As per the thread title, on this the most poignant weekend in any serviceman's life, I have been given the utter twat of a job to deliver the bad news to my stepfather in law. Those who have followed my posts in the Cat thread know that he was taken into hospital 3 weeks ago with a respiratory infection. The consultant today has confirmed that he has lung cancer which has spread to his liver, spleen, pancreatic gland and is rife through his bones especially his ribs. I have the dubious honour if telling him this because, apparently, it would be better for a family member to tell him. I can do.it but it's not something that I take lightly, in fact, it's breaking me up. How do I tell him.that he's never going home again, he'll never drive his prized Jag again and he'll never complete his model plane collection (over 100 models sitting there waiting for him to complete, ex RAFVR on Vulcans). I'd put this in relevant forum but I can't find the right place.

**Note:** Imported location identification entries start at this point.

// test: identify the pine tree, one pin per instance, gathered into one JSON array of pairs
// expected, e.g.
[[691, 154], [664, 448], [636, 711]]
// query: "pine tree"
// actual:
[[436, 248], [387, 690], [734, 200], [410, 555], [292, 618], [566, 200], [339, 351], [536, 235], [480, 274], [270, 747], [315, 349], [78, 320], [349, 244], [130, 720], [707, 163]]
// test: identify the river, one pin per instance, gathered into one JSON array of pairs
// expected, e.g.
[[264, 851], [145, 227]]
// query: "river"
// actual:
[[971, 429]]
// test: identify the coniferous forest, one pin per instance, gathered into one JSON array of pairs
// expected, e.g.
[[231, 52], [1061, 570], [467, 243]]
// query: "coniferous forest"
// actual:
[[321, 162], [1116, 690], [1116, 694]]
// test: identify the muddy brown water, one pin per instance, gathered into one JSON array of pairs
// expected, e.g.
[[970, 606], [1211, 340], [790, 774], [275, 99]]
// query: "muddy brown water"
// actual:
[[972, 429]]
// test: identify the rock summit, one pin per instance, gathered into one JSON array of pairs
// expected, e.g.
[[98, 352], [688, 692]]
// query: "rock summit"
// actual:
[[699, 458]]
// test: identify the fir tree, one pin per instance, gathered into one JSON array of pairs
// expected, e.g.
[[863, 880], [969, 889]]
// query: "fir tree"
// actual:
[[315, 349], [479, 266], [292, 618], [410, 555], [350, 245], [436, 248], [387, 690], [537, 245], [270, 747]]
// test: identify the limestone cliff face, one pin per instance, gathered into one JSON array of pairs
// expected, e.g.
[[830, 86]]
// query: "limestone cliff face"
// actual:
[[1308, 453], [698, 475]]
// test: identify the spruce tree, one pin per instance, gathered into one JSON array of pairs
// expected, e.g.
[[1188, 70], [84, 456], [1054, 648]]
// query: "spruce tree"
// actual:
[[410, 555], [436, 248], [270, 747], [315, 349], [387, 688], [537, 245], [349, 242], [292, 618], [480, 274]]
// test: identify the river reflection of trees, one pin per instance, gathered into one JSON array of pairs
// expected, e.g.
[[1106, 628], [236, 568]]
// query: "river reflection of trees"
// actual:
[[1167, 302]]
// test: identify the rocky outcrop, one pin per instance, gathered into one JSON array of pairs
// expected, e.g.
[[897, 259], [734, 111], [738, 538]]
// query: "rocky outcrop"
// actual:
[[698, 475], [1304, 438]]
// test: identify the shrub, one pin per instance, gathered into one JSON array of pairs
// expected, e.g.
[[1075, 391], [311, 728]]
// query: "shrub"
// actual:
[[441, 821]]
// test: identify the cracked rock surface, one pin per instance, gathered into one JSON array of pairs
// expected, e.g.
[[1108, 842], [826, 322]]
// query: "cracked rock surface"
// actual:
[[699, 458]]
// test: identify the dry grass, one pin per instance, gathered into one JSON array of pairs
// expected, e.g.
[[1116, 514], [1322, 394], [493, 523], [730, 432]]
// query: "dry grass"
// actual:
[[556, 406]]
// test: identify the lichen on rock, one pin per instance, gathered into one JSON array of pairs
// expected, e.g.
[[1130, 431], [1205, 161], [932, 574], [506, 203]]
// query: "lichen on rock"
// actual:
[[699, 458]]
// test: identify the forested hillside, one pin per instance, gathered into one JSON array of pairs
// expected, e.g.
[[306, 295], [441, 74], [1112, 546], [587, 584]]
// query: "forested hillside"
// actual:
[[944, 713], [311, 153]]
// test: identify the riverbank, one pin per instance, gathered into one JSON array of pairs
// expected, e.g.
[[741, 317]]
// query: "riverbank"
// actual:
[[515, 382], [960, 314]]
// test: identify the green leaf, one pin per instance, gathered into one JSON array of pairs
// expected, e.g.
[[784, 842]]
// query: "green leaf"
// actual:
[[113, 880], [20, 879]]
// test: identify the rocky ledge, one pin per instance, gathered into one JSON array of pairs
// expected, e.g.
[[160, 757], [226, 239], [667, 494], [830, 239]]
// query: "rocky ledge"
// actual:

My Stepdad was diagnosed with a virulent bone cancer in his neck and spine and given max three months to live, he was lucky to pop his clogs after only 6 weeks. I was chosen to break the news,not because of my closeness to him but because my mum thought I was the only family member who could do it well.
As it happened I didn’t need to say a word, when I turned up alone with a long face he knew his card was marked. His first words were „how long have I got and does your mum know“?

He was more concerned about the family than himself.
 
Well, in all seriousness, delivering the news probably won't come as a shock to him.
Unless he's in absolute denial.
Was / is he a smoker? Did he work in an industry where he could have been exposed to nasties?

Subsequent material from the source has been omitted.